Non è facile fare i conti col male che segna la storia degli uomini. Tanto più il male è grande e tanto più sembra incomprensibile, assurdo, angosciante. Di fronte a interi popoli condotti al macello, semplicemente perché ritenuti indegni di abitare la terra, la mente e il cuore entrano in subbuglio; non ci sono categorie intellettuali – forse nemmeno quella di “male assoluto” – capaci di esprimere certe tragedie. Ma una cosa possiamo e dobbiamo fare sempre: ricordare; non permettere che l’oblio cada sulla sofferenza inaudita che alcuni nostri simili hanno subito per colpa di altri simili, né permettere che questa sofferenza possa diventare un pretesto per rimanere prigionieri del passato. A questo deve servire la “giornata della memoria” che celebriamo oggi.



Hannah Arendt, proprio pensando alla Shoah, ha scritto da qualche parte che c’è un male che non può essere perdonato, perché non sappiamo neanche come potrebbe essere adeguatamente punito. Usando l’immagine evangelica, meglio sarebbe che coloro che lo hanno commesso non fossero mai nati o che fosse stata legata loro al collo una macina da mulino e gettati nel mare. Parole che turbano e che sento di condividere nel profondo del cuore. Il martirio di un popolo e di tanti popoli deve diventare occasione di una vera e propria pedagogia civile, ricordarlo un modo per dire a noi stessi e alle persone che abbiamo vicino che non succederà più, almeno per quel poco o tanto che sarà in nostro potere. In questo senso la “giornata della memoria” ci orienta al futuro, tremanti e fiduciosi che i nostri figli non abbiano mai a vedere e subire ciò che altri figli, innocenti come loro, hanno invece visto e subito.



Ma la “giornata della memoria” non può essere soltanto questo. Essa deve essere in qualche modo anche una giornata del perdono e della riconciliazione. Non con i carnefici e gli assassini, ma con noi stessi, con i nostri contemporanei e con le generazioni ci hanno preceduto. Lo dobbiamo in primo luogo alle generazioni future, non fosse altro per non tenerle incatenate agli errori e agli orrori commessi da coloro che sono venuti prima. Del resto solo così la “giornata della memoria” può essere un gesto che, anziché limitarsi a una pur mobilissima “reazione”, mette in moto qualcosa di veramente nuovo e imprevisto.

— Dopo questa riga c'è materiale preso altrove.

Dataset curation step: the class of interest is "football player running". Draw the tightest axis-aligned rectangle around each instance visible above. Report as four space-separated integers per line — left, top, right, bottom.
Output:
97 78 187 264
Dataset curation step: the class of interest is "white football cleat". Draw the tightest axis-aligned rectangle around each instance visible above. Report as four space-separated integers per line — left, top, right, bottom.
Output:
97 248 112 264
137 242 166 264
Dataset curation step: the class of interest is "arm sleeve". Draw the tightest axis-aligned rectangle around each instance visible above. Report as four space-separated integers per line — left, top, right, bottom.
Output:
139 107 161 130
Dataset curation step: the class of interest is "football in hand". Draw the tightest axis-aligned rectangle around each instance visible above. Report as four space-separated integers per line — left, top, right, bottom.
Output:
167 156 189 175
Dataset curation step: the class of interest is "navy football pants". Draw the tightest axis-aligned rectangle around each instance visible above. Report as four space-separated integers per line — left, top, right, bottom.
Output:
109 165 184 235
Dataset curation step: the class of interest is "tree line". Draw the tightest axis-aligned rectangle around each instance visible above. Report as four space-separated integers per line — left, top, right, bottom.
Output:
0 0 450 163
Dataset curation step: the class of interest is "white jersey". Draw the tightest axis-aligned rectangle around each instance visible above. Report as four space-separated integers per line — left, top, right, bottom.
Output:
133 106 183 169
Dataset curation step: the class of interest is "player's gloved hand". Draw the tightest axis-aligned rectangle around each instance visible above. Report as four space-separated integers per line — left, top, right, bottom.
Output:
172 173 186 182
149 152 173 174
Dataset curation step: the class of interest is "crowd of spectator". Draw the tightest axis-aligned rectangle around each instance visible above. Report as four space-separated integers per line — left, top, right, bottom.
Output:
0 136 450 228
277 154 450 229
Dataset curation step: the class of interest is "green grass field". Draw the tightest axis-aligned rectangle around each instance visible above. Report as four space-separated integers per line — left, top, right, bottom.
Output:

Un po’ come l’apprendista stregone che non aveva la formula magica per rompere l’incantesimo, gli uomini tendono purtroppo a perpetrare la catena dell’odio e della vendetta. In questo modo, però, è sempre Hannah Arendt a dirlo, essi restano “per sempre vittime” delle conseguenze delle loro azioni; la stessa memoria si incancrenisce. Il perdono ristabilisce invece l’alleanza con le generazioni presenti e con quelle passate. Non può esserci libertà nell’odio e nella vendetta; reagire con l’odio all’odio di un altro è, potremmo dire, meccanico, addirittura naturale. Ciò che invece può rompere il meccanismo prevedibile dell’azione-reazione è imprevedibile e liberatorio perché veramente frutto della libertà: io ti perdono la sofferenza che mi hai procurato. È un’altra storia che incomincia.  Auguriamoci che la “giornata della memoria” serva anche a questa catarsi culturale e civile, di cui abbiamo tutti bisogno.